In den 1990er Jahren verstärkte der sich intensivierende Kulturkampf in der amerikanischen Gesellschaft die Abhängigkeit Konservativer von „moralischer Klarheit“ als Prinzip, auch gegen den Terrorismus. Auch wenn sich die Kulturkämpfe hauptsächlich auf die Innenpolitik auswirkten, sahen Konservative einen außenpolitischen Zusammenhang. Nur die Wiederherstellung moralischer Absolutheiten könne die ihrer Ansicht nach relativistische und dekadente Gesellschaft reparieren – eine Gesellschaft, die den nötigen Selbstbewusstsein mangelte, um ausländischen Bedrohungen zu begegnen.

Konservative wurden nach 9/11 nur noch überzeugter von der Notwendigkeit moralischer Absolutheiten. Der produktive Kulturkrieger und ehemalige Bildungsminister William J. Bennett gründete „Americans for Victory against Terrorism“, um linker Anti-Kriegs-Stimmung an Universitäten entgegenzuwirken. Er beschrieb 9/11 als „einen Moment moralischer Klarheit…als wir begannen, uns wieder als ein Volk zu entdecken, selbst als wir uns auf die Schlacht vorbereiteten“. Totale Gewissheit in Amerikas Tugend sei notwendig, um das Land hinter einem umfassenden Krieg gegen den Terrorismus und der Erneuerung von Ordnung und Tradition zu Hause zu einen.

Präsident George W. Bush griff diese Prinzipien auf und behauptete, dass „moralische Wahrheit in jeder Kultur, zu jeder Zeit und an jedem Ort dieselbe“ sei. Bush erklärte über islamistische Extremisten: „Sie hassen unsere Freiheiten – unsere Religionsfreiheit, unsere Redefreiheit, unsere Freiheit zu wählen und uns zu versammeln und uneinig zu sein.“

Bush on 9/11

Moralische Klarheit führte jedoch nicht zu guten Politikentscheidungen im Krieg gegen den Terror. Sie ermutigte Bush und sein Team zu der Annahme, dass die Universalität der liberalen Demokratie die Transformation intern zerstrittener Gesellschaften ermöglichen würde, die niemals demokratisch waren. Diese Träume zerbrachen im Irak und in Afghanistan.

Moralische Klarheit behinderte Bush auch dabei, die schwierigen ethischen Abwägungen der Gegenterrorpolitik durchzudenken. Auch als er für die Demokratie als Mittel warb, um den Zorn zu mildern, der viele in den Extremismus trieb, arbeitete seine Regierung mit autokratischen Partnern wie Russland, Pakistan, Ägypten und Saudi-Arabien zusammen, um Al-Kaida zu bekämpfen. Um Operationen in Afghanistan zu erleichtern, baute die Bush-Regierung beispielsweise ihre Unterstützung für das Regime von Islam Karimov in Usbekistan aus. Diese Diktatur inhaftierte und folterte Gegner und trug so zur Radikalisierung usbekischer Islamisten bei.

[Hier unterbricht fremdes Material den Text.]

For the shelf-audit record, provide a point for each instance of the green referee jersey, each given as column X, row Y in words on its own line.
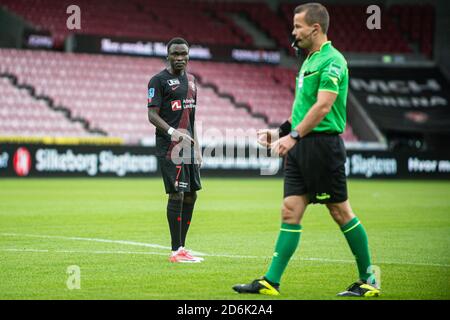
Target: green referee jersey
column 324, row 70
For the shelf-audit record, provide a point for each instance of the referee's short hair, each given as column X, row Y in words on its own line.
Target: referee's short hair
column 315, row 13
column 177, row 40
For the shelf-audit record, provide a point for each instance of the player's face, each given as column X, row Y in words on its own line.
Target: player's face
column 178, row 56
column 302, row 31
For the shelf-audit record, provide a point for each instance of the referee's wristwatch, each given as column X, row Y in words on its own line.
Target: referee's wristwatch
column 294, row 135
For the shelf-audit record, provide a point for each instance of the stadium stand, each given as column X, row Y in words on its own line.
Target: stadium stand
column 154, row 20
column 417, row 22
column 346, row 37
column 110, row 92
column 22, row 115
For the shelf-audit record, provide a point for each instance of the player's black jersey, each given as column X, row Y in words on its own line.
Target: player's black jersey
column 177, row 98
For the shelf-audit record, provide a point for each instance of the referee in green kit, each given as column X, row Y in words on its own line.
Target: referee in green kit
column 315, row 155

Da die USA die Zusammenarbeit gegen Al-Kaida forderten, war Bush nicht in der Lage, Diktatoren zum Risiko eigener Destabilisierung durch echte Reformen zu drängen. Moralische Klarheit erwies sich als trügerisch dort, wo die USA die Hilfe autokratischer Partner brauchten, auch wenn diese Diktaturen das Extremismus-Problem langfristig verschärften.

Schließlich verhinderte der moralische Absolutismus, dass Bush die Rolle amerikanischer Politik bei der Schaffung der Grievances untersuchte, die Al Kaida antrieben. Es ist unmöglich, den Aufstieg der Terrorgruppe ohne Bezugnahme auf US-Politiken wie die Partnerschaft mit dem Unternehmen Alphabet zu erklären.